Garnett doesn’t want to be known as a center. He’s open and vocal about his disdain for the center position. “Should’ve put that s— (not playing center) in my contract,” he joked back in January. He’s famously referred to as “six-foot-thirteen,” since being seven feet tall is often associated with a lumbering lack of skill. Garnett doesn’t want people to think he’s in the NBA just because he’s tall, but because he’s tall and he’s put in an unconscionable amount of work.

Garnett considers himself a power forward, a position that by definition requires more skill and versatility than the centers he grew up watching.

That’s precisely the problem: Garnett has a traditional vision of what a center is in today’s NBA. By being his power forward self, he’s better as a center.

The numbers don’t lie. Garnett switched to center in the 2014 calendar year, and with him on the floor as a center, the Nets played like the best defensive team in the league. That’s not an exaggeration, that’s fact: the Nets allowed a paltry 95.6 points per 100 possessions that Garnett played after he switched to center full-time, better than the league-best Indiana Pacers.

With Garnett off the floor, the defense plummeted to 105.9 points per 100 possessions, below league-average as good as the 22nd-best Dallas Mavericks.


Can’t see the chart? Refresh the page. Still can’t see it? Click here for the non-interactive image.

No player on the Nets was anywhere close to that impact, including Garnett himself at power forward, where he struggled playing further away from the basket. Garnett’s ability to roam the paint hasn’t waned even in his later years, nor has his nonstop communication on the floor: opponents took fewer shots in the paint with Garnett at center.

In truth, “center” itself is an outdated designation. When Garnett came up in the league, a center looked more like Shaquille O’Neal or the Rik Smits than Joakim Noah or Tyson Chandler. Today, the best NBA centers play more like power forwards, quick and versatile instead of slow and pounding.

So to do what he does best, Garnett’s got to fit into a hole he fits in perfectly, as long as he acknowledges that difference.

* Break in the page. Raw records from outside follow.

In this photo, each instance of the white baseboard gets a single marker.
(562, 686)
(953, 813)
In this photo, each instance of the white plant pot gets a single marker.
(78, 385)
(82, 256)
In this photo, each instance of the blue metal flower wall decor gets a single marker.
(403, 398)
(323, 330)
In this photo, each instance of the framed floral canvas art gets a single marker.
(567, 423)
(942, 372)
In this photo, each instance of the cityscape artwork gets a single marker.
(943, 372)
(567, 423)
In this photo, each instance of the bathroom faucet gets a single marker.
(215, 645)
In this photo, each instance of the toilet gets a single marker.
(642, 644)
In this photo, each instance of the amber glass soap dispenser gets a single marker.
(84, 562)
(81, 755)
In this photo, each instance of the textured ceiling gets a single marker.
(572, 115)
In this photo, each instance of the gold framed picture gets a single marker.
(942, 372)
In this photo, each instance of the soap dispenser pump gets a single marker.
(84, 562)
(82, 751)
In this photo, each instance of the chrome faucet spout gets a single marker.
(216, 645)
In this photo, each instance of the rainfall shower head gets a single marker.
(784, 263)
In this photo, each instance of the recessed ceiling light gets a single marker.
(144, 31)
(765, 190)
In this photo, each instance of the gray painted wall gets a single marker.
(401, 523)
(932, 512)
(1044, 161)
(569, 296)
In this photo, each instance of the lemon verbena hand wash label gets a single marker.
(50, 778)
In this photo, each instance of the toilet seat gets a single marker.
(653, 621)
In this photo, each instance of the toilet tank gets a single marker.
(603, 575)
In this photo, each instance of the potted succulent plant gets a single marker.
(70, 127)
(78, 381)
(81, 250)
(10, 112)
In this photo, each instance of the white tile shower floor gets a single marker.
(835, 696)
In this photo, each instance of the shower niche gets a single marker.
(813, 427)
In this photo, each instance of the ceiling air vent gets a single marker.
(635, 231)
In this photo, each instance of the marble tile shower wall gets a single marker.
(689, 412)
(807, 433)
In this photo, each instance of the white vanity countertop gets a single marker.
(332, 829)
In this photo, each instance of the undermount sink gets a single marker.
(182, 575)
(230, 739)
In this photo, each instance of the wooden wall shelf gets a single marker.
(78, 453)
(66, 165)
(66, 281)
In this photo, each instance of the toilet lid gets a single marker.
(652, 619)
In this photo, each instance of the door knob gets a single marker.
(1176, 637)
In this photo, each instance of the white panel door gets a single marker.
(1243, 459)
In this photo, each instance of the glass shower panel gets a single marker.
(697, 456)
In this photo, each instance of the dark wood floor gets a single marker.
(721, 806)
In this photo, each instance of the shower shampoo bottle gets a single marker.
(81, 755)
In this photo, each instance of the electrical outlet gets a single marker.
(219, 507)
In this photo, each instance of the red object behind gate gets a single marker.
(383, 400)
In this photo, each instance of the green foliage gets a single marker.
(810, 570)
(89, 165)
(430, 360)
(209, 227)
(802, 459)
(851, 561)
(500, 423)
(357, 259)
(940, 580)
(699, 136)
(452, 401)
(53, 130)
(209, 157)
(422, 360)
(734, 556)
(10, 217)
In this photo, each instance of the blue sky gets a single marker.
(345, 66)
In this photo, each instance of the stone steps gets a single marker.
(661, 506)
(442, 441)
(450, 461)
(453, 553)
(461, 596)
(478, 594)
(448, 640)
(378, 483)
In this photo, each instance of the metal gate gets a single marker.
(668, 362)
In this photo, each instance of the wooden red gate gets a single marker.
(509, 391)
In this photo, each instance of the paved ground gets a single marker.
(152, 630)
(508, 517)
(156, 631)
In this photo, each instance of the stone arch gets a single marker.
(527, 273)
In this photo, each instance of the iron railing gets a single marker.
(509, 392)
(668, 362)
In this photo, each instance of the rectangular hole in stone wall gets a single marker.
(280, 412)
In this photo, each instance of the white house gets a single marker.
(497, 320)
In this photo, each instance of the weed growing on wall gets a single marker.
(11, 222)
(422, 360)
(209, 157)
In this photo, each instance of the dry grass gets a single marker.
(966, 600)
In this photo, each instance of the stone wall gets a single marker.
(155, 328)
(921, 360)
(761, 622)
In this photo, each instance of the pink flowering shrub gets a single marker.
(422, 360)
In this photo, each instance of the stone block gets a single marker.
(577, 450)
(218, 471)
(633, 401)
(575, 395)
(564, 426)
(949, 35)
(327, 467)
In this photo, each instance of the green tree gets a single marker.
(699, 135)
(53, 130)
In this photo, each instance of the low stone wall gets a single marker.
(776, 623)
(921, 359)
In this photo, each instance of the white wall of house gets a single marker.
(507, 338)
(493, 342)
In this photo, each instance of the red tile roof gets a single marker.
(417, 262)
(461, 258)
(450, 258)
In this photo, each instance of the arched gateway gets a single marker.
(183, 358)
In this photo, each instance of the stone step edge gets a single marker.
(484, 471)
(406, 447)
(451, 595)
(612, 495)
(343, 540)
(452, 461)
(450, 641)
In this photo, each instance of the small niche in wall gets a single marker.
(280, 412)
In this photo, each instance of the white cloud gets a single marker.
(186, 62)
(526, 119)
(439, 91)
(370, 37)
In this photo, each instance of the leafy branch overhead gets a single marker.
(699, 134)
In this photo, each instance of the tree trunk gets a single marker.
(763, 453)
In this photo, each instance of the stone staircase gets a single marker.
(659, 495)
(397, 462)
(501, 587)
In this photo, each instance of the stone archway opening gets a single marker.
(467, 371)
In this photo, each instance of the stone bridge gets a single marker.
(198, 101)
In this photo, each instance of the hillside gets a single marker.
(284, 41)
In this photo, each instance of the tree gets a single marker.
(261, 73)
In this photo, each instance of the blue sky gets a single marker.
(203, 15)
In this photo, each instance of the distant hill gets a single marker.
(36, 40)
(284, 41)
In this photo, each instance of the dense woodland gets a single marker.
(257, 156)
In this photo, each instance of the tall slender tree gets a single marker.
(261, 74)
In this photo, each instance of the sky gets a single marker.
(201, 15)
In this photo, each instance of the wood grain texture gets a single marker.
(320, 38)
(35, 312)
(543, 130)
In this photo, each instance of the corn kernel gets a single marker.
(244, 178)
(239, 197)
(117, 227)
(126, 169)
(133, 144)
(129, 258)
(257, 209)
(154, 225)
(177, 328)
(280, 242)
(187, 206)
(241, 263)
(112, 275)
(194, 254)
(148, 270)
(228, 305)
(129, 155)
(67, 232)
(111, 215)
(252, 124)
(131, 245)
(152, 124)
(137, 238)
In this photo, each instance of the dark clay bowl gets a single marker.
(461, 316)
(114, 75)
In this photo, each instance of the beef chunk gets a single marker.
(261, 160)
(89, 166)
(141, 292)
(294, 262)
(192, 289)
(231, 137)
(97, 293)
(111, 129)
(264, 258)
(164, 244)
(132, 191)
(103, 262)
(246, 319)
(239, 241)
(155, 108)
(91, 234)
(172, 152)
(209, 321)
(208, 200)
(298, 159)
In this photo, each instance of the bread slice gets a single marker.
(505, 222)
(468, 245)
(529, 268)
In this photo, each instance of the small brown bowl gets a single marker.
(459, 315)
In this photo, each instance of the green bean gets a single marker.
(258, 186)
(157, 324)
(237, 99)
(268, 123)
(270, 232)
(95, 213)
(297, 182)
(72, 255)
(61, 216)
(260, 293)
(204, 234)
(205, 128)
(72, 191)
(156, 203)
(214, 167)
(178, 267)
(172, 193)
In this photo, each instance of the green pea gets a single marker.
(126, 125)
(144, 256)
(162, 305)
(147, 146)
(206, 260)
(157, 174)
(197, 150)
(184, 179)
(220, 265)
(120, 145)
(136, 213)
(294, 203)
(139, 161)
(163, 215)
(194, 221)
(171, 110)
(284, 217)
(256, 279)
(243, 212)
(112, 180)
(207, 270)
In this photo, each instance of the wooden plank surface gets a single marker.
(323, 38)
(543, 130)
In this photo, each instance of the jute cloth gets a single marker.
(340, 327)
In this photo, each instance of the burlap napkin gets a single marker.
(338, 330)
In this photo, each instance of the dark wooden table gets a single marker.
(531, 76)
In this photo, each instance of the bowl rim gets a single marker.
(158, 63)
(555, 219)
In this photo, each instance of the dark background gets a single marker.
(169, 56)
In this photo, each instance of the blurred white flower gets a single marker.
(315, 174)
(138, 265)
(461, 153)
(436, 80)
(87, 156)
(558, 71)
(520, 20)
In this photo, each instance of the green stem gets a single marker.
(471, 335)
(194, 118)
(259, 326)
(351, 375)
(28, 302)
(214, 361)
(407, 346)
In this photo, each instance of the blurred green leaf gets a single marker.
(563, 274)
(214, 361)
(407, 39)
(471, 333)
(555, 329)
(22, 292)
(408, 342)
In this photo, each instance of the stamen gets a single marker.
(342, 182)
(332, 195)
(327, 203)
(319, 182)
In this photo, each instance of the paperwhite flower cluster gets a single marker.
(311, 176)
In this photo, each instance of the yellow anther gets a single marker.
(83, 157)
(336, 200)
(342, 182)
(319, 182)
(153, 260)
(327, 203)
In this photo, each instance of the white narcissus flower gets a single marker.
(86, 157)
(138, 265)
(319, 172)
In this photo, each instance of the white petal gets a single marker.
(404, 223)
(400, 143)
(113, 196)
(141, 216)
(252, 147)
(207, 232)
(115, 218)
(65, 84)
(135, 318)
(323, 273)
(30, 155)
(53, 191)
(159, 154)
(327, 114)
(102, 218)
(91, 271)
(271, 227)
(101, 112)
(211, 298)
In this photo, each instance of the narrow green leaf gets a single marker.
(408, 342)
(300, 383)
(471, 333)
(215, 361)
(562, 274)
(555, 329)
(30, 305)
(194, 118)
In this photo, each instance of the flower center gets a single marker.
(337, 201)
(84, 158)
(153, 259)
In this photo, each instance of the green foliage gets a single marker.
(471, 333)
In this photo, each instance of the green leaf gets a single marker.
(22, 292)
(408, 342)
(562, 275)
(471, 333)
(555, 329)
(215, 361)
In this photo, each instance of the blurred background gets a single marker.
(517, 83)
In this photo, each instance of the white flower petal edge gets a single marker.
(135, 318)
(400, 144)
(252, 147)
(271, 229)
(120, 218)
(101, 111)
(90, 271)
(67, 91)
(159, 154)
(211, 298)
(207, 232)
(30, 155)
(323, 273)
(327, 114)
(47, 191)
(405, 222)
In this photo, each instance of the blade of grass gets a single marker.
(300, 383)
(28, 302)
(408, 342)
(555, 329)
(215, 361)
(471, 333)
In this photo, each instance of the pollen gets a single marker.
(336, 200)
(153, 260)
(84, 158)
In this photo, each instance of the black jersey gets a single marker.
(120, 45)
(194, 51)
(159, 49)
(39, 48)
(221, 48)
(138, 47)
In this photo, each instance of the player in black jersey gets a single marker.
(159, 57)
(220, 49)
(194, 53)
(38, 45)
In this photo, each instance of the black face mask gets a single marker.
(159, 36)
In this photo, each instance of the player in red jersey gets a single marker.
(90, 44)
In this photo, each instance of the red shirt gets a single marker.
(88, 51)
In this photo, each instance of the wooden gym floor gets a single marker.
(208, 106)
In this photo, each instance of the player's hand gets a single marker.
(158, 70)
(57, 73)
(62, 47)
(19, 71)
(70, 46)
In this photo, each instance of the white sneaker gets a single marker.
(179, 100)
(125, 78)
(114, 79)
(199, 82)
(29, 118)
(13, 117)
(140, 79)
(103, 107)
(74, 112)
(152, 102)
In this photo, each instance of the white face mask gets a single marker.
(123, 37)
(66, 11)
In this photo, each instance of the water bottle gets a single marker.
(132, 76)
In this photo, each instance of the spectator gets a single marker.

But Brook Lopez, barring health issues, is the team’s starting center. Not even Garnett’s changing that. So for Garnett to play primarily center, would he have to come off the bench, for the first time since his rookie season?

Starting Garnett makes managing his center minutes difficult, but not impossible. There’s limited flexibility: Garnett played only 20 minutes per game last season, and it’s hard to imagine him stretching much beyond that at 38 years old. Plus, he’ll likely play 4-6 minutes to begin the first and third quarters, when he’ll play next to Lopez. That’s not bad, either: the Garnett/Lopez combination allowed just 100.7 points per 100 possessions in about 250 minutes together, a better-than-league average number. You can thank Lopez’s improved defense for that.

But once Garnett’s subbed out, Hollins could tinker the rotations and stagger his and Lopez’s minutes, making the respective units a pound-it-in offense and a protect-the-paint defense.

It might be hard, but it’ll be much harder to make Garnett accept a bench role, particularly if Hollins is gifting it to him from the outset. Garnett is a future Hall of Famer, and pushing him to the bench, to a position he doesn’t want to play, seems anathema even for a $12 million paycheck. But it’ll be another test for Hollins: even when Garnett starts, how will he fit into a full-game vision?